By observing the essences, behaviors, and appearances of others and myself, I study the peculiarities of individuals, their relationships to one another and their environments. From this stock of my own wonders concerning our world and its inhabitants, my works portray personifications of our human abject experiences, which embody abnormal physical and psychological states. These abnormalities of existence manifest from the interplay of ourselves in our ordinary capacity, versus the occurrences of our daily internal fantasy lives. Fantasy, referring to our mind, soul and body’s intangible, yet real and deep felt phantom world, not sensed by others. These internal phantoms range from our darkest desires and fears, to our uncertainties of time, the fragility of life and what lies beyond this existence. I am fascinated with the mental forms that are conjured up from what we experience within pondering universal phenomena.
Each of my characters and landscapes, as well as their operations, is the representation of these flights of fancies we have as well as the emotional reactions and bodily sensations that occur from having them. It is not where you are or what you are physically doing in the real world that I am interested in, rather where real life places you in your mind’s landscape, who you are and what you are doing there. This is what I am interested in recreating.
Through my allegory of human behavior the viewer is given another realm of reality through my perceptions of what is irrefutable that is often felt but not seen in what we consider the “real world.” Thus, through the lens of my own experiences, obsessions and observations, I direct the viewers’ visions to the complex, deep-level, make-up of who we are, and make us dwell on what we are- the abject human.
On my most recent works:
With a growing curiosity for spirituality, my most recent works of mixed media drawings and sculpture showcase the beginnings of my research on Alchemy, Greek and Egyptian mythology as well as religions from around the world. I have adopted gods, mythological creatures and burial ceremonies from different cultures as a part of my own belief system.
With these new insights, I have invented a mythology of characters, landscapes and metaphors that symbolize death, the afterlife, rebirth, spirits and souls. Ideas such as the philosopher’s stone, a substance that allows base metal to be turned into gold, and the Ouroboros symbolizing eternal rebirth, for example, all materialize within my allegorical works. In these poignant drawings with life-size characters, I present the viewer with moments of enlightened, transcendental states of our existence, and perhaps what happens to us as we pass on.
sVA: Are there any features of your work that are discomforting, for yourself or your viewer?
For myself – never. For the viewer, there used to be.
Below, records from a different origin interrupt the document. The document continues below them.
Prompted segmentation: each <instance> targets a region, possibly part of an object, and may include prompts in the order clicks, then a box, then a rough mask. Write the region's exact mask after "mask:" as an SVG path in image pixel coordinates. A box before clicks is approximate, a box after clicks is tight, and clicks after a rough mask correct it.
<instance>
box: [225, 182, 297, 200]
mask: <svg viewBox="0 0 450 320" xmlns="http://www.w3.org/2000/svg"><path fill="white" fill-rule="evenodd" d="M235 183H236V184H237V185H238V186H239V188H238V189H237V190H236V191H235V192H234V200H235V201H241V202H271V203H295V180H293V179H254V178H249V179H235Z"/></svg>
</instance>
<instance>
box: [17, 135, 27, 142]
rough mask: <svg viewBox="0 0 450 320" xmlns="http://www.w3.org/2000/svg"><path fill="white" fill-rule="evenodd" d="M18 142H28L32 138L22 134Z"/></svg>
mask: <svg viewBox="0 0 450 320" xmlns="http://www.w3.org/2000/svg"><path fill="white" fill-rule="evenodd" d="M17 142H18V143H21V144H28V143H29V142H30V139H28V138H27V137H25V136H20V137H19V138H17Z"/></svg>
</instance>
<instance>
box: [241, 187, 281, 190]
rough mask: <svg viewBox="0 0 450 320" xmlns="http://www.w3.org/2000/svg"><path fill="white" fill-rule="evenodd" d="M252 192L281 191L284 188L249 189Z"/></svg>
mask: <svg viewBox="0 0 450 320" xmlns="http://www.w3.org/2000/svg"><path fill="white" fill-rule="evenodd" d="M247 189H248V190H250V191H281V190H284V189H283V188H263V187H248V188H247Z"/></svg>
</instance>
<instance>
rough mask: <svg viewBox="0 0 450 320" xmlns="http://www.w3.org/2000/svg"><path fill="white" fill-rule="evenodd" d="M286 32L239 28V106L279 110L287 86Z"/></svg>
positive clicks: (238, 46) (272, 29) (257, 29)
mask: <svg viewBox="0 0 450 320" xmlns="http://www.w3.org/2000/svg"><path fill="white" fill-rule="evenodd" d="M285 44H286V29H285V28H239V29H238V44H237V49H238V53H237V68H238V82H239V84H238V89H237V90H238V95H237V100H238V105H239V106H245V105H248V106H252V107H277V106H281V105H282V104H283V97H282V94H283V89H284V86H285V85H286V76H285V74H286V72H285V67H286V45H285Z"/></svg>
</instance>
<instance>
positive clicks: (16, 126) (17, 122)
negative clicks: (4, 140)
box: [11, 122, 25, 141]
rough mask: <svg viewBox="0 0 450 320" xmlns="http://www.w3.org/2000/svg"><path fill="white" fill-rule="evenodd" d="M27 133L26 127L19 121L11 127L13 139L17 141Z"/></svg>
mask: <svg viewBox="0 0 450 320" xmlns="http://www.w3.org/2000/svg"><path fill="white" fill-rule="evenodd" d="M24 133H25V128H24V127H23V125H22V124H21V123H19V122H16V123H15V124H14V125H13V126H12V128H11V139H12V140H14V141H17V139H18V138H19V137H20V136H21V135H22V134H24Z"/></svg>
During graduate school I received such wonderful constructive criticism on my work that made me see and make things differently, for the better. For quite some time, I was making a ton of self-portraiture with imagery that was difficult for my viewer to enter. For example, the expression on my face in the drawing would be painful to look at, or the sadness portrayed in my painting would become overwhelming. It was brought to my attention by Professor Richard Heipp that it was, “too much of Kymia in anguish.” He challenged me to speak of the same experiences but with imagery that could leave the works more open-ended and open period for the viewer. This unleashed a whole new way of making art for me. As soon as I removed my portrait, as well as the obvious “one-liners,” my work opened up to a totally new mythology of characters and panoramas that described my life experiences infinitely better. The works became less about a self-portrait and more about the world I lived in, which others found a relationship to in the most spectacularly interesting way.
sVA: What is next on your agenda?
My agenda is plain but not simple: to make work. I cannot wait to get into the studio!